Though I think a gc.unfreeze() that moves the frozen generation into the
oldest non-frozen generation would be useful too, at least for testing
and experimentation.

> I think issue 3110 (https://bugs.python.org/issue31105) is also related.  The current GC thresholds are not very good.  I've look at what Go does and the GC collection is based on a relative increase in memory usage.  Python could do perhaps something similar.  The accounting of actual bytes allocated and deallocated is tricky because the *_Del/Free functions don't actually know how much memory is being freed, at least not in a simple way.

Yeah... It's worse than that.  Take for example a bytearray object.  The
basic object (the PyByteArrayObject structure) is quite small.  But it
also has a separately-allocated payload that is deleted whenever
tp_dealloc is called.  The GC isn't aware of that payload.  Worse, the
payload can (and will) change size during the object's lifetime, without
the GC's knowledge about it ever being updated. (*)

IMHO, the only reliable way to use memory footprint to drive the GC
heuristic would be to force all allocations into our own allocator, and
reconcile the GC with that allocator (instead of having the GC be its
own separate thing as is the case nowadays).

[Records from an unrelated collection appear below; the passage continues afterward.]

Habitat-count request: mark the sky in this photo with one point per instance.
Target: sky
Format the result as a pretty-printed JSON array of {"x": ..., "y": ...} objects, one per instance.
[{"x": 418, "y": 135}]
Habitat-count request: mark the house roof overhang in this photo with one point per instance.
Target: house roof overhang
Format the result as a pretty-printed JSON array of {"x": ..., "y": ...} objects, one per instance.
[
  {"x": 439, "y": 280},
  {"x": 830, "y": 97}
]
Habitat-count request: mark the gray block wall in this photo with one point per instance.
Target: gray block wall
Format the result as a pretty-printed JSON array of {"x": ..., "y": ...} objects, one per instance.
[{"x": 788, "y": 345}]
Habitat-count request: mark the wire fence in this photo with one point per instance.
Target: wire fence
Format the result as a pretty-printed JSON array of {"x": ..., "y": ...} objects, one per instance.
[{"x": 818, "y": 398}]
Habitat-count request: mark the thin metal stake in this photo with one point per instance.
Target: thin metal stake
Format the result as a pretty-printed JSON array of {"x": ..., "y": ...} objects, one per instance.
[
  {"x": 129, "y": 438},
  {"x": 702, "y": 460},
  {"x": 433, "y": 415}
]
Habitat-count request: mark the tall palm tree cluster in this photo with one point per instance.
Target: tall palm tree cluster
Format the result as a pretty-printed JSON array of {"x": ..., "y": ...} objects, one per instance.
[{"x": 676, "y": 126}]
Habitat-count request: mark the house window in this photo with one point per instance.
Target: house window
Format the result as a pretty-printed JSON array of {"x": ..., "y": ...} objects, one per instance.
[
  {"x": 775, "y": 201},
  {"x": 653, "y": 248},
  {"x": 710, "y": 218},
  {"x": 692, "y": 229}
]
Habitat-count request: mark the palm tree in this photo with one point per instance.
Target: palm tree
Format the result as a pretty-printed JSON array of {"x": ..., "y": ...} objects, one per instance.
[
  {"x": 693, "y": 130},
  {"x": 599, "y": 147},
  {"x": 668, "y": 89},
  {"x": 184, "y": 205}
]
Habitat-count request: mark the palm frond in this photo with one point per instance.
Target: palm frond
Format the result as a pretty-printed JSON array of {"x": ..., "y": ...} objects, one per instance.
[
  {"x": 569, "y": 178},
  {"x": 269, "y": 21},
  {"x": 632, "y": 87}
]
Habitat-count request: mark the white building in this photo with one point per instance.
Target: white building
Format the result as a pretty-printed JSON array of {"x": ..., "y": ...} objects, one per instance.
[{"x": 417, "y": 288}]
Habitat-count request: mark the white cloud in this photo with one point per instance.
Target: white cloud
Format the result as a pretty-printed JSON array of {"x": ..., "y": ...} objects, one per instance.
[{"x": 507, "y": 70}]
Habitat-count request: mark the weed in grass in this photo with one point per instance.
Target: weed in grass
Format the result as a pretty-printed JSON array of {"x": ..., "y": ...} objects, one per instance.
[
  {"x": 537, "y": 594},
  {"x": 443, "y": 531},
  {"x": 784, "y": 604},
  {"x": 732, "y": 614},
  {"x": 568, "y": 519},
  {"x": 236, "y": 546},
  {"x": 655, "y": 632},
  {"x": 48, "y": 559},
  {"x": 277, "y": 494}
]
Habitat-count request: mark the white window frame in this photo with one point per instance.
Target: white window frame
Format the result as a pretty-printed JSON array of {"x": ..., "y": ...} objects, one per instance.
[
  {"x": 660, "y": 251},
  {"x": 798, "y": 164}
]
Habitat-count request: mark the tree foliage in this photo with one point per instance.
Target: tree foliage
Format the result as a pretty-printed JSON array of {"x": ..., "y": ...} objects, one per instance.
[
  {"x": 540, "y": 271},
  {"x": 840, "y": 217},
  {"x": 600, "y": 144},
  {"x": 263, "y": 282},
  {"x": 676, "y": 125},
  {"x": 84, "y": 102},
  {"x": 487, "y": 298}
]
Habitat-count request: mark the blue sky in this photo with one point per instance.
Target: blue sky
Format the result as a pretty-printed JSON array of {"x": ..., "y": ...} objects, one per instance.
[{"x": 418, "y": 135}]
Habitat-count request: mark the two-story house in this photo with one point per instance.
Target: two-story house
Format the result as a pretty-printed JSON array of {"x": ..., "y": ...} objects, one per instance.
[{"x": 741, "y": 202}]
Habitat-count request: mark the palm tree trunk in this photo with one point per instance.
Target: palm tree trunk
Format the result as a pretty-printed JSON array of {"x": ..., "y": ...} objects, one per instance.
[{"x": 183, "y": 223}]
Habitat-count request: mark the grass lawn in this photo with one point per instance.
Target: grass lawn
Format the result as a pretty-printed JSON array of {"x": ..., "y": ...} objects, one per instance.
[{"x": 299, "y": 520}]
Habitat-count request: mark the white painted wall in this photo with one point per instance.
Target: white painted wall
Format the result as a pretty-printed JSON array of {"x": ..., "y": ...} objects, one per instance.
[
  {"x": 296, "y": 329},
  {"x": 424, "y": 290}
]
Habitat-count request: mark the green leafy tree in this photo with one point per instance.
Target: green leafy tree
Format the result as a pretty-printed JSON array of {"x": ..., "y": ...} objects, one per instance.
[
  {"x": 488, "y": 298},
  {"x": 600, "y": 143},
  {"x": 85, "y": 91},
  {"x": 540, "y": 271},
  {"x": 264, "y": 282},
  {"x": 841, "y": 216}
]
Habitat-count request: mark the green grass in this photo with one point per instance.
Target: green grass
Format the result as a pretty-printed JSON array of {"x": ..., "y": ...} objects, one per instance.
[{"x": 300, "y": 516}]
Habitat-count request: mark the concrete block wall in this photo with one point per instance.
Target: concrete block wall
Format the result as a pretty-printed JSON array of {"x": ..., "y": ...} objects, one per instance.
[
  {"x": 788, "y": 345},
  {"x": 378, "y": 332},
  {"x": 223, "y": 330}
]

(*) And let's not talk about hairier cases, such as having multiple
memoryviews over the same very large object...

PS: every heuristic has its flaws.  As I noted on python-(dev|ideas),
full GC runtimes such as most Java implementations are well-known for
requiring careful tuning of GC parameters for "non-usual" workloads.  At
least reference counting makes CPython more robust in many cases.
msg303285 - (view) Author: STINNER Victor (haypo) * (Python committer) Date: 2017-09-28 22:05
(my previous msg303283 was for the bpo-11063, I removed it, sorry for the spam.)
msg303836 - (view) Author: Łukasz Langa (lukasz.langa) * (Python committer) Date: 2017-10-06 16:47
Alright Python people, I don't see anybody being against the idea on the thread.  Can we get a review of the linked PR?  I don't think it would be good form for me to accept it.
msg303841 - (view) Author: Serhiy Storchaka (serhiy.storchaka) * (Python committer) Date: 2017-10-06 18:03
What about msg302790?
msg304176 - (view) Author: Zekun Li (brainfvck) * Date: 2017-10-11 19:40
> This is only useful if the parent process has a lot of memory that's never used by the child processes right? Otherwise, you would lose via refcounting COWs.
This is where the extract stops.